As he stepped to the door, he noticed a stuffed pillowcase on a nearby chair. At first glance, he thought it was laundry, then he saw something angular stretching the cloth. Remembering Judson's mention of a box of tea, Shan opened it. Inside was one of the T-shirts with the Commission logo that had apparently been distributed at the launch of the Commission, which itself was wrapped around several objects. Shan hesitated, then unrolled the shirt. Inside was a box of gauze, medical tape, scissors, women's makeup, and a set of the small dark pearl earrings he had seen the American woman wear. He puzzled over the items, then decided Hannah must have come back to Judson's quarters after her night at the infirmary. He rolled up the contents, returned the bundle to the chair, and left the apartment.

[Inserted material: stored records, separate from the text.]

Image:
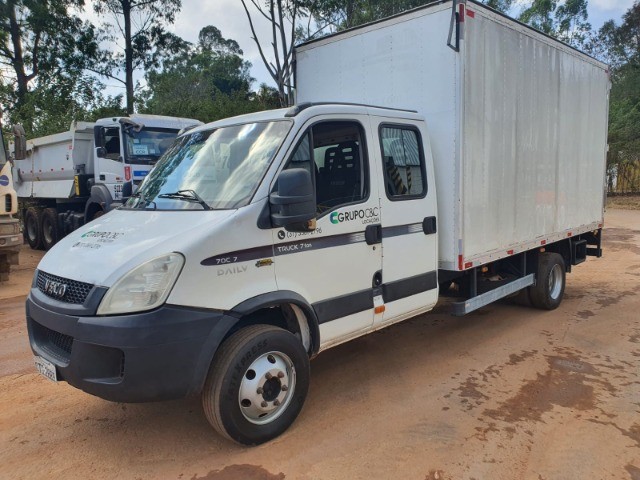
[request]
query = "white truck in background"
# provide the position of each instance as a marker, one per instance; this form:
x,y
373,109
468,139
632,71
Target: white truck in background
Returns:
x,y
261,240
10,237
67,179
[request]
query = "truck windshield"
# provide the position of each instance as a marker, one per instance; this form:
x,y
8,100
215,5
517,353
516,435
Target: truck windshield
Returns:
x,y
146,146
221,167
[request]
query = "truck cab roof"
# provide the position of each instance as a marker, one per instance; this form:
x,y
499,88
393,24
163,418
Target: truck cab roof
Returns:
x,y
153,121
302,112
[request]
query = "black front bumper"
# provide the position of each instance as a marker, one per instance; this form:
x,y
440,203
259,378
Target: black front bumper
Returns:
x,y
158,355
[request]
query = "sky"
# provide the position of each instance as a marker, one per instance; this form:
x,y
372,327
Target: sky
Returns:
x,y
230,18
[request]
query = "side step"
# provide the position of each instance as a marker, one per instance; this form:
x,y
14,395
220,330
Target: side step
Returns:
x,y
467,306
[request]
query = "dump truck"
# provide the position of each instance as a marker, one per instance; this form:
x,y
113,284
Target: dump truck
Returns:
x,y
447,151
68,179
10,237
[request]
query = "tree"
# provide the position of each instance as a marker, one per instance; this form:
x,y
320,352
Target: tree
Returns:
x,y
207,81
44,50
566,21
282,16
342,14
619,46
140,23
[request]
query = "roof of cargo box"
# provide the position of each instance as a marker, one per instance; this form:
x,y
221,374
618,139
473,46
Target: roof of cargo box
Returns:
x,y
442,2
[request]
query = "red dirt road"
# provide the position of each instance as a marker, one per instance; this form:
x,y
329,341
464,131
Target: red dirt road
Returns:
x,y
505,393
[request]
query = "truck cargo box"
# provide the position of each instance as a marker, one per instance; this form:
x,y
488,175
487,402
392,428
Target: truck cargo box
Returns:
x,y
517,120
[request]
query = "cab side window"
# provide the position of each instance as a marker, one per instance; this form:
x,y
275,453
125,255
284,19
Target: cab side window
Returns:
x,y
338,163
403,162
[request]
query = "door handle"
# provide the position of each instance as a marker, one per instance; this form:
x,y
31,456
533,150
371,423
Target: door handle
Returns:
x,y
429,225
373,234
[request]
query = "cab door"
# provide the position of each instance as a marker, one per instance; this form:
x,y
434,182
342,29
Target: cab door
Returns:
x,y
409,223
333,267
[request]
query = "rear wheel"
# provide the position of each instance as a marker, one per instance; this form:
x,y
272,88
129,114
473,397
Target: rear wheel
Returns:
x,y
32,227
257,384
49,228
548,291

Only a single nurse appeared to be on duty when Shan entered the infirmary, and she quickly looked away as if hoping he would disappear. He found the bed where the American woman had been sleeping. The bedding was cleaned and neatly folded in the center of the bed. Tonte lay sleeping on the pillow. Shan sat on the bed, stroking the dog, who woke and looked up with the melancholy contentment he often saw on Tibetans' faces. Tonte licked his hand and laid its head on Shan's palm as he studied the room.

Something about the American woman nagged at him, a secret that was always just out of his reach. He closed his eyes and tried to visualize the room the way he had seen it the night before. A bag had hung from a scaffold on wheels, feeding her intravenous tube. Foreigners not used to high altitudes often let themselves get dangerously dehydrated. The chemical smell of a cleanser had not quite masked the smell of vomit. There had been a little Buddhist
tsa tsa
charm on the night table. In the corner had been a rolling tray table bearing a chessboard.

Someone called out in pain from the adjoining ward. The nurse ran down the corridor. Shan gently pulled his hand from under the head of the now sleeping dog and slipped away.

Outside, some of the Tibetan vendors were beginning to pack up under the watchful eye of two uniformed knobs, stationed to keep the Tibetans from entering Zhongje. Shan wandered along the row of goods laid out on blankets and small tables, nodding at the weary but cheerful vendors. He bought a stick of roasted crabapples and was nibbling them when he saw the Americans at the far end, examining the small rugs of a bearded vendor. Hannah unexpectedly turned and pointed toward the prison as if explaining something to the confused vendor.